Sat, April 13, 1:15 to 2:45pm, Pennsylvania Convention Center, Floor: Level 100, Room 119B

Abstract

The first presentation will introduce a model for preparing school leaders for reflective, systematic, equity-based, and present-day decision-making by unpacking major events in Black educational history. For the symposium, the presenter will focus on Brown I (1954), Brown II (1955), and their aftermath.

Both African-centered and historical analysis perspectives are used to frame this model, as it uses Sankofa Theory (Temple, 2010) to “learn from or build on the past” (Quarcoo, 1972, p. 17) and Neustadt’s (2011) ideas about using history to help public officials make better decisions in their work.

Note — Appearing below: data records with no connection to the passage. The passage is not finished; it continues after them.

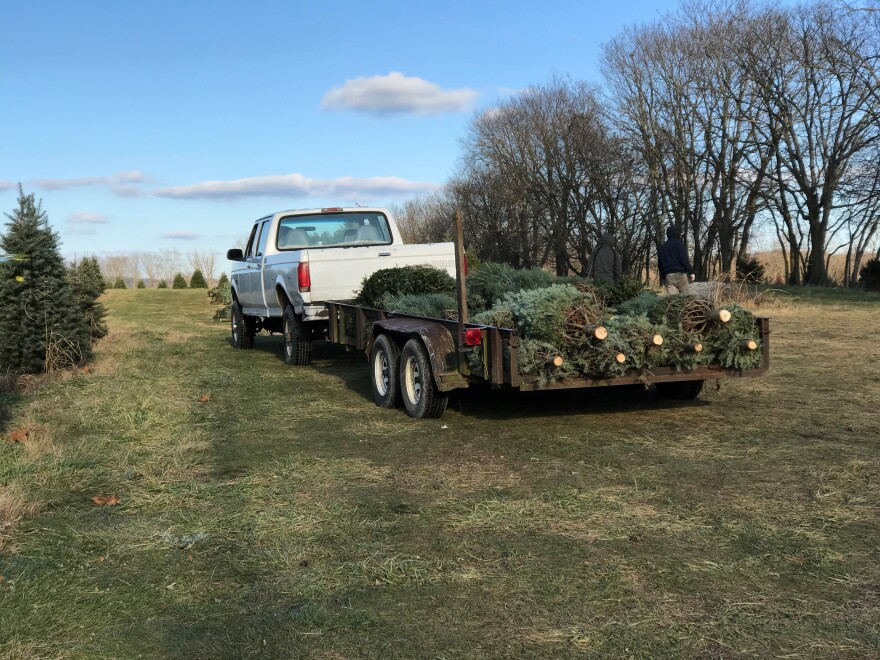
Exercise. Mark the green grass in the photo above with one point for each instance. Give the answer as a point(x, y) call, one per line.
point(289, 517)
point(827, 295)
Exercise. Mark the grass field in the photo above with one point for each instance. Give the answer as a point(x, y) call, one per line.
point(287, 516)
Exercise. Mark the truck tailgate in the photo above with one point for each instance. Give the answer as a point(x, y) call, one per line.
point(337, 273)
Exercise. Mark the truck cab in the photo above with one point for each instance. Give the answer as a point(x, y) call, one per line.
point(301, 259)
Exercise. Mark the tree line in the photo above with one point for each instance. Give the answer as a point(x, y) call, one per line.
point(723, 119)
point(152, 269)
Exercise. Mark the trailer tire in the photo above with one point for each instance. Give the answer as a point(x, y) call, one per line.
point(242, 328)
point(384, 367)
point(420, 396)
point(683, 390)
point(297, 349)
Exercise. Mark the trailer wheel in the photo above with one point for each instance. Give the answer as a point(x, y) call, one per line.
point(384, 365)
point(242, 329)
point(420, 396)
point(683, 390)
point(297, 349)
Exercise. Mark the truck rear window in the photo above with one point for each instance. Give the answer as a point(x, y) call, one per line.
point(322, 230)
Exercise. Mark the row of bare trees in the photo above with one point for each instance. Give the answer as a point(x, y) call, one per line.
point(155, 267)
point(721, 119)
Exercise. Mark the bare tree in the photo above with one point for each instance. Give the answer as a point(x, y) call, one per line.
point(203, 260)
point(815, 69)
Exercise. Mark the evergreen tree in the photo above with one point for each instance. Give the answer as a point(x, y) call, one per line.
point(88, 284)
point(197, 281)
point(41, 325)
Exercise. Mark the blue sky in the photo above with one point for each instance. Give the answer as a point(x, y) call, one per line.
point(159, 125)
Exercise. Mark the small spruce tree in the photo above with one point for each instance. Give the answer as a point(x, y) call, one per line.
point(88, 284)
point(197, 281)
point(41, 324)
point(869, 275)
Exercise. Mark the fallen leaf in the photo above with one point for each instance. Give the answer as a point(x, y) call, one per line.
point(19, 435)
point(105, 500)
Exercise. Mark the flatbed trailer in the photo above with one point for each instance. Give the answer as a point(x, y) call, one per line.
point(419, 360)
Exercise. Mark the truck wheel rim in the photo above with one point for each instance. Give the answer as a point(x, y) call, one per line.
point(380, 373)
point(413, 380)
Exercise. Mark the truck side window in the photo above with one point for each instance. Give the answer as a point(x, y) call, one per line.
point(264, 234)
point(250, 248)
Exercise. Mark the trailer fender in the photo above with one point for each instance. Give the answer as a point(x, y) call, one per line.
point(438, 341)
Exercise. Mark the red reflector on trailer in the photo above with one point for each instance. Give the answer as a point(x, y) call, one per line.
point(303, 277)
point(472, 337)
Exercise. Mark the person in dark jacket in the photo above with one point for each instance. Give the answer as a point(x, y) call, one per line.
point(605, 261)
point(675, 267)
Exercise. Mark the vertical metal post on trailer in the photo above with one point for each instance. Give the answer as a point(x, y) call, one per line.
point(461, 283)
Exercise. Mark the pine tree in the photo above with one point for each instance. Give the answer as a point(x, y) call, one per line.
point(88, 284)
point(197, 281)
point(41, 325)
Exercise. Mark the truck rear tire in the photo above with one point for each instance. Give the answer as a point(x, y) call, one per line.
point(297, 349)
point(384, 363)
point(242, 328)
point(420, 396)
point(683, 390)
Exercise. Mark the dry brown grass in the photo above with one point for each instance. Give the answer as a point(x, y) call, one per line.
point(14, 506)
point(774, 266)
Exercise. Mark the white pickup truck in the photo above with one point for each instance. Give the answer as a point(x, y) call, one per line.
point(295, 261)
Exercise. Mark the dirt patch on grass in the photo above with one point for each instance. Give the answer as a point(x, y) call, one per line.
point(13, 507)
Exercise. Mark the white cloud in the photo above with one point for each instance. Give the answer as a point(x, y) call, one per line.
point(122, 183)
point(181, 234)
point(86, 217)
point(397, 94)
point(297, 185)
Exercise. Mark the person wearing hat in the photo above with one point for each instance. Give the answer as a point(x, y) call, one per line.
point(605, 262)
point(675, 267)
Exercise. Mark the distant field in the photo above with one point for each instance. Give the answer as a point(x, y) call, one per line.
point(284, 515)
point(774, 266)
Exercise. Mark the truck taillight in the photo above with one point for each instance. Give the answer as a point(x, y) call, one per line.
point(303, 277)
point(472, 337)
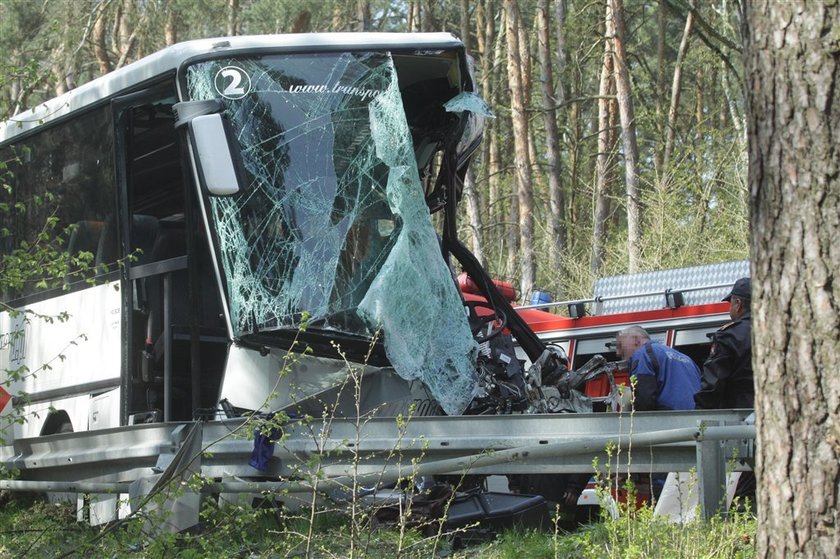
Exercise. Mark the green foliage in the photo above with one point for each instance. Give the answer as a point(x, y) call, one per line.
point(44, 530)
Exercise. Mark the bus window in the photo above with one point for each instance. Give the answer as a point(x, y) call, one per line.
point(66, 173)
point(695, 343)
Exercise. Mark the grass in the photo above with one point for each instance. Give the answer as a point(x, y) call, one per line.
point(38, 529)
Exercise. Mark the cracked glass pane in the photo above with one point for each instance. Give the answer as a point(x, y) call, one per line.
point(332, 223)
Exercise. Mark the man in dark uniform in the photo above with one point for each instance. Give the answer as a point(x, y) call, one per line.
point(727, 380)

Methodologically, the model returns to Brown I and II due to the seismic shifts they caused in the American educational and political landscapes as major equity projects.

Given that Neustadt’s framework (2011) suggests that “we second-guess only people who have already second-guessed themselves (p. xiv), the materials used in the model address the unfulfilled promises of the Brown rulings (Anderson, 2004; Orfield & Eaton, 1996). Of Brown I and II, the model asks candidates whether the decision-makers on both sides, within the boundaries of their time and place contexts, could have done better to ensure a better chance at equity in the long-term. If so, how? And what generalizations could aspiring school-leaders extrapolate for their own use?

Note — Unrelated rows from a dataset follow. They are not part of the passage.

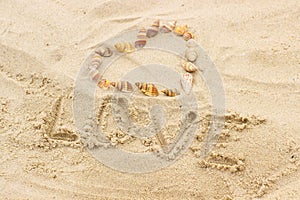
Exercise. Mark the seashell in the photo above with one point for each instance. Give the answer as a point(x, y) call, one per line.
point(191, 55)
point(104, 83)
point(124, 47)
point(170, 92)
point(188, 35)
point(180, 30)
point(95, 61)
point(153, 29)
point(123, 86)
point(168, 27)
point(104, 51)
point(187, 82)
point(189, 67)
point(95, 75)
point(148, 89)
point(141, 39)
point(191, 43)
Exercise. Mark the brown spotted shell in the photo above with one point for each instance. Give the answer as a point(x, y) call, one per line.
point(153, 29)
point(180, 30)
point(189, 67)
point(95, 61)
point(104, 83)
point(104, 51)
point(148, 89)
point(124, 47)
point(94, 75)
point(168, 27)
point(170, 92)
point(141, 39)
point(123, 86)
point(188, 35)
point(186, 82)
point(191, 53)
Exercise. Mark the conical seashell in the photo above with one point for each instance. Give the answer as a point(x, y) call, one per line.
point(187, 82)
point(141, 39)
point(188, 35)
point(104, 51)
point(153, 29)
point(95, 75)
point(180, 30)
point(123, 86)
point(124, 47)
point(189, 67)
point(168, 27)
point(148, 89)
point(170, 92)
point(95, 61)
point(104, 83)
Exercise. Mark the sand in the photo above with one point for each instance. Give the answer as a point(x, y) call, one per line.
point(255, 46)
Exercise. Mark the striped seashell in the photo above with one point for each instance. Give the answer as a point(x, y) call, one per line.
point(188, 35)
point(153, 29)
point(168, 27)
point(141, 39)
point(189, 67)
point(170, 92)
point(187, 82)
point(123, 86)
point(124, 47)
point(104, 83)
point(148, 89)
point(95, 61)
point(104, 51)
point(95, 75)
point(180, 30)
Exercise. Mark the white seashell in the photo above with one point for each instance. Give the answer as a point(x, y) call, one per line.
point(104, 51)
point(95, 75)
point(189, 67)
point(187, 82)
point(191, 54)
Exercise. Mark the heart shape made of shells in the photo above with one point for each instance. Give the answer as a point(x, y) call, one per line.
point(148, 89)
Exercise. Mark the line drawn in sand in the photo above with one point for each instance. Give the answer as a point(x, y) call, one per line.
point(93, 137)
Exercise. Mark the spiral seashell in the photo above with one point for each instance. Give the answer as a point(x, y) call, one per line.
point(180, 30)
point(188, 35)
point(123, 86)
point(141, 39)
point(189, 67)
point(95, 61)
point(104, 51)
point(168, 27)
point(104, 83)
point(187, 82)
point(124, 47)
point(95, 75)
point(170, 92)
point(153, 29)
point(148, 89)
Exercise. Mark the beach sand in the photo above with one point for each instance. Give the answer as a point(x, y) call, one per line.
point(255, 45)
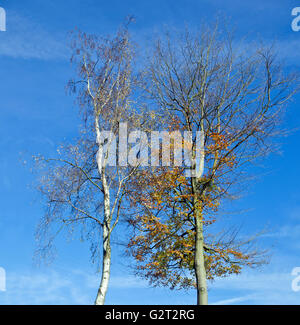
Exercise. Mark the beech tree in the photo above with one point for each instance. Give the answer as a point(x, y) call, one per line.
point(234, 99)
point(82, 186)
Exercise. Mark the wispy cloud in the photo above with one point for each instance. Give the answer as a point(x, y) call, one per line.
point(26, 39)
point(233, 301)
point(272, 288)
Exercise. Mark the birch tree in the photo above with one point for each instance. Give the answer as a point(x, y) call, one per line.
point(84, 185)
point(235, 99)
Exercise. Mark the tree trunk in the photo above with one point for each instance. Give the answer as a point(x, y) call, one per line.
point(100, 299)
point(106, 262)
point(199, 262)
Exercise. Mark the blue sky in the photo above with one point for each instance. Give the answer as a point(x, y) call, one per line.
point(36, 115)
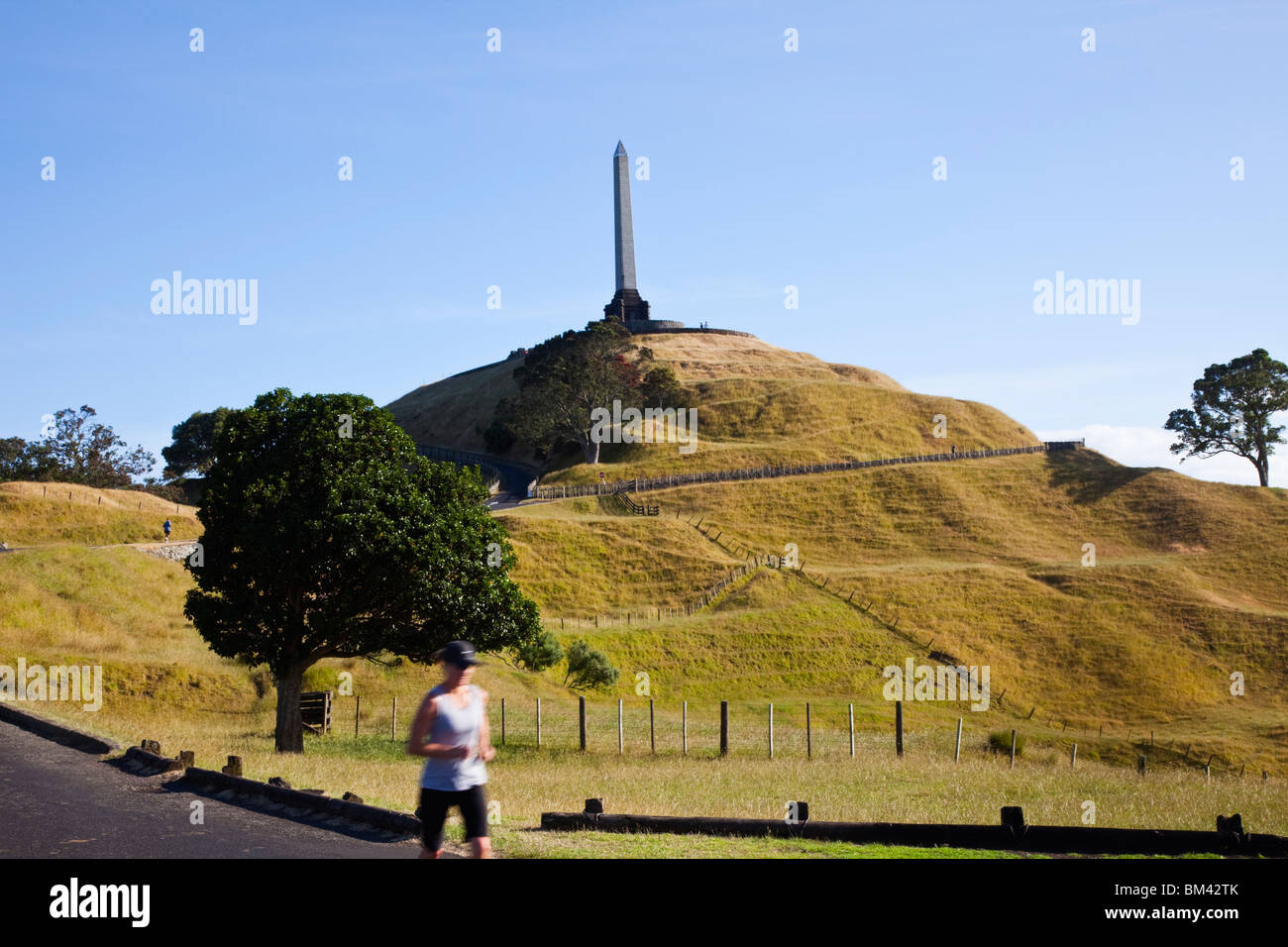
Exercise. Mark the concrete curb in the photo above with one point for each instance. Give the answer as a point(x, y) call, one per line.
point(138, 758)
point(373, 815)
point(59, 733)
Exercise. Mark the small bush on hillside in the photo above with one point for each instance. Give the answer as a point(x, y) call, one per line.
point(541, 654)
point(1000, 741)
point(318, 678)
point(588, 669)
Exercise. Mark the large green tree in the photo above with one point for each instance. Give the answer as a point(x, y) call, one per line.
point(1233, 407)
point(326, 535)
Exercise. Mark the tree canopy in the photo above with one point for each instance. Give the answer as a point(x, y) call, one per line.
point(326, 535)
point(1232, 411)
point(76, 449)
point(193, 444)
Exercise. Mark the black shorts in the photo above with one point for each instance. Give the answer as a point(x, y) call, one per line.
point(433, 813)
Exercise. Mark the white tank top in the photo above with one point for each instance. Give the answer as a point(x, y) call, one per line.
point(455, 725)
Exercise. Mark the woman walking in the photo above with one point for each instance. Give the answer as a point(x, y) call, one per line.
point(451, 731)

To address the model’s prompts, students are exposed to the historical contexts surrounding Brown I and II’s decision-makers and their decisions. Specifically, the strategies Black educators used to advance their equity agenda (Siddle Walker, 2018), and the methods White officials used to accept and reject integration (Taylor et. al, 2023). Candidates will also use Neustadt’s (2011) skill-driven methods to explore various ways one can consider historical events as a part of their decision-making process in current educational contexts.

Of note, the model will be implemented in an educational leadership program in the Deep South, specifically in a state where school segregation remained in the state’s constitution until 2020 and with its own rich Black educational history. The model will be integrated into existing policy and ethics coursework; and, and an action research project (Mertler, 2021) conducted to determine its skill-building efficacy when using historical events - like school desegregation - to prepare school leaders for equity-centered leadership.

One of the significant benefits of the proposed model is that it involves reflection through imagination. In this case, envisioning how the events leading to and following Brown I and II might have played out if some of the characters made different decisions. Whereas some historians might find such imagining painfully presentist (Sweet, 2022), Black historians have long understood that the past does not stand stagnant and alone (Blain, 2022), not when the persistence of racial injustice and inequity remains all around us, especially in our schools and school systems. The model, then, provides leadership candidates the opportunity to 1) openly explore and complicate historical contexts surrounding school desegregation and resegregation, 2) juxtapose and (re)consider their own equity initiatives; and, 3) hopefully better plan for equitable outcomes.